We plan to use the Ontology Development Kit (ODK) to begin work and will first focus on capturing basis sets used in computation. The ODK supports us in curating mappings to the World Avatar project’s ontology (when applicable) in the Simple Standard for Sharing Ontological Mappings (SSSOM). Interestingly, in the week since the conference, we identified parallel work in the NFDI on the Molecular Simulation Ontology (MOLSIM) which will need to be considered further.
Semantic Mappings for CHMO
In the weeks leading up to the consortium meeting, I have been discussing with Philip Strömert how to leverage SSSOM Curator to predict and curate semantic mappings between CHMO, FIX, REX, IUPAC OrangeBook, IUPAC GoldBook, and DAPHNE4NFDI’s PaNET ontology. While his HiWi made initial mappings between CHMO and GoldBook (among other exciting improvements) in NFDI4Chem/rsc-cmo#17, I was able to prepare mappings at scale between all resources using SSSOM Curator, then curate them relatively quickly (within a few hours) in nfdi-de/section-metadata-wg-onto#88 and nfdi-de/section-metadata-wg-onto#89. Philip and I coordinated next steps for the ontology agenda for NFDI4Chem (TA4), which will include porting several other chemistry ontologies to using the ODK (RXNO, CHEMINF) and to write manuscript describing how to produce ontology bridge files from the SSSOM semantic mapping curations.
Annotating Interfacial Electrochemistry Data
Albert Engstfeld presented
echemdb, a community project for interfacial
electrochemistry and local research data management. They recently ported their
data model to LinkML, but weren’t aware of how ontologies
could be used to annotate data. I discussed with him how their free-text
descriptions of electrode types could be replaced with references to terms in
the Chemical Methods Ontology (CHMO) under the
CHMO:0002344 (electrode)
hierarchy.
Immediately, Albert identified missing electrode terms from CHMO and places where the terms could be better organized. Luckily, NFDI4Chem is currently under the process of taking stewardship over CHMO and making a major update, so NFDI4Chem will be able to support and enable Albert to improve the ontology to better suit his data resource. In general, this shows the power of the open data, open code, open infrastructure (O3) mindset codified by the OBO Foundry Principles that influenced the original development of CHMO.
Knowledge Graphs and Graph Machine Learning
I discussed with Kenichi Endo and Felix Neubauer (U. Stuttgart) how to find ontologies to annotate their data describing reaction and process steps, and ultimately how these could be converted into knowledge graphs. I also discussed graph machine learning methods with them, particularly knowledge graph embedding models (KGEMs) and the PyKEEN graph machine learning library that I co-developed.

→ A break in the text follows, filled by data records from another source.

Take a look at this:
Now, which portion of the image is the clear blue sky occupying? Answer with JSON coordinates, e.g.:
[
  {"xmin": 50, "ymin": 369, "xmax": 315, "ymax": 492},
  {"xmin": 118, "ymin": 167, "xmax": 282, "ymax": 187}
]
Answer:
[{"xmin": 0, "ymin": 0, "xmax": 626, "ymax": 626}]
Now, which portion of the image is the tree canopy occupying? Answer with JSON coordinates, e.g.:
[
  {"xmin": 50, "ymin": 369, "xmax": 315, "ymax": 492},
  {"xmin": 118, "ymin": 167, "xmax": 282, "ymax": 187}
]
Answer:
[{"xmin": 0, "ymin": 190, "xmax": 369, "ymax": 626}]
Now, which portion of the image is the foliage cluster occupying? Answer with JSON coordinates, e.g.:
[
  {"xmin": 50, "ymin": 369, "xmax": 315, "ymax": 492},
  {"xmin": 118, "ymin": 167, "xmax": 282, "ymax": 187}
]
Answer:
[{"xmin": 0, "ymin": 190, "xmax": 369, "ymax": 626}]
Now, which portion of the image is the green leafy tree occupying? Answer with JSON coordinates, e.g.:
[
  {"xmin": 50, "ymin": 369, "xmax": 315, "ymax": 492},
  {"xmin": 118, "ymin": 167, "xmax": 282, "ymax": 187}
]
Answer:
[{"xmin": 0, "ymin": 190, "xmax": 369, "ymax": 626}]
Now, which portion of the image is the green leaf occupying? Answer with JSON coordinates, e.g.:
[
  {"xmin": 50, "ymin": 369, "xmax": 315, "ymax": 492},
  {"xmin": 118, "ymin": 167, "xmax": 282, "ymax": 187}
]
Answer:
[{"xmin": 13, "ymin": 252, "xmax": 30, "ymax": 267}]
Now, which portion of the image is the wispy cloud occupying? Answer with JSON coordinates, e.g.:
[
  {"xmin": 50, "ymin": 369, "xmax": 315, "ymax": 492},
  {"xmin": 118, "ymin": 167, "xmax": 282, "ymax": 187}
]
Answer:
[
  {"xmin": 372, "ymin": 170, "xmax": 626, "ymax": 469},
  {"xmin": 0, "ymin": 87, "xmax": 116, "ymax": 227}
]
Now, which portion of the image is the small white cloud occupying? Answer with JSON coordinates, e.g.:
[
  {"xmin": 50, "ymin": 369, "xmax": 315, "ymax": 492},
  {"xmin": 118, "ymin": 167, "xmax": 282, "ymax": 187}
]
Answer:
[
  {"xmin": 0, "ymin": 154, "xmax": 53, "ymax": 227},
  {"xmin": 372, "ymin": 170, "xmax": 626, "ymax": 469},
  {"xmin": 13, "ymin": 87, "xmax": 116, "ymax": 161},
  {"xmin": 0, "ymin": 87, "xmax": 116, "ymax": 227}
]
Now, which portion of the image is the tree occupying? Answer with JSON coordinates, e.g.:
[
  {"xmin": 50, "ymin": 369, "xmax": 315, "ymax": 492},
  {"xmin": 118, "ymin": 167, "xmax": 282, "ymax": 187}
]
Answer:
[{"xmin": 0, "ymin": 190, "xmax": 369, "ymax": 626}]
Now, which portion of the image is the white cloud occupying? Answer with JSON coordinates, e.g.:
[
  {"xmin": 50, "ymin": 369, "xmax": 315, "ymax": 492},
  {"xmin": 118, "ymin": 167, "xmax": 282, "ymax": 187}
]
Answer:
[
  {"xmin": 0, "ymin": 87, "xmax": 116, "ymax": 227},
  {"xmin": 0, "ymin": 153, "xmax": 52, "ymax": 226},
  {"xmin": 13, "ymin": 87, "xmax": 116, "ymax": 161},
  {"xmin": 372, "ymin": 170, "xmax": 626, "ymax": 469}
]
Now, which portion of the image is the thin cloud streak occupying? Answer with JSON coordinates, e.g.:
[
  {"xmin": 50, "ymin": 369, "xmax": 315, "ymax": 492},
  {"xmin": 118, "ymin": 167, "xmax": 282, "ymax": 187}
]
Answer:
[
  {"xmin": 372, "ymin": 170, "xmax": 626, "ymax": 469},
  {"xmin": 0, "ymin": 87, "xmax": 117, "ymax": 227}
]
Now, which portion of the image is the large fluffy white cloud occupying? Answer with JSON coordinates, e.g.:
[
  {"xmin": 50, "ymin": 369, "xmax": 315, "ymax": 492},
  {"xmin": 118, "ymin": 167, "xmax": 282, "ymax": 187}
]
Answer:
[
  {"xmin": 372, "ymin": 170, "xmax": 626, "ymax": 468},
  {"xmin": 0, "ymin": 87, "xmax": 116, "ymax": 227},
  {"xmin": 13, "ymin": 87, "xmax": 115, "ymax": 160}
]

Better Ontological Communication
On the train ride home, I sat with Theo Bender and reflected on the discussions with Albert, Kenichi, and many others. Despite NFDI4Chem being a nexus of ontology expertise, it’s actually the case that many people don’t really know what they are, how to find relevant ontologies for their work, or how to use them. This is an opportunity for me to participate in TA5 to help improve the educational material NFDI4Chem has, and a call to give more (less technical talks) demonstrating the usage of ontologies in NFDI4Chem to motivate others to get excited (tracked in NFDI4Chem/knowledge_base#508). Further, this ties into discussions about Semantic Farm (see below) and how it’s a tool that can help NFDI4Chem consortium members find the right ontologies for their work.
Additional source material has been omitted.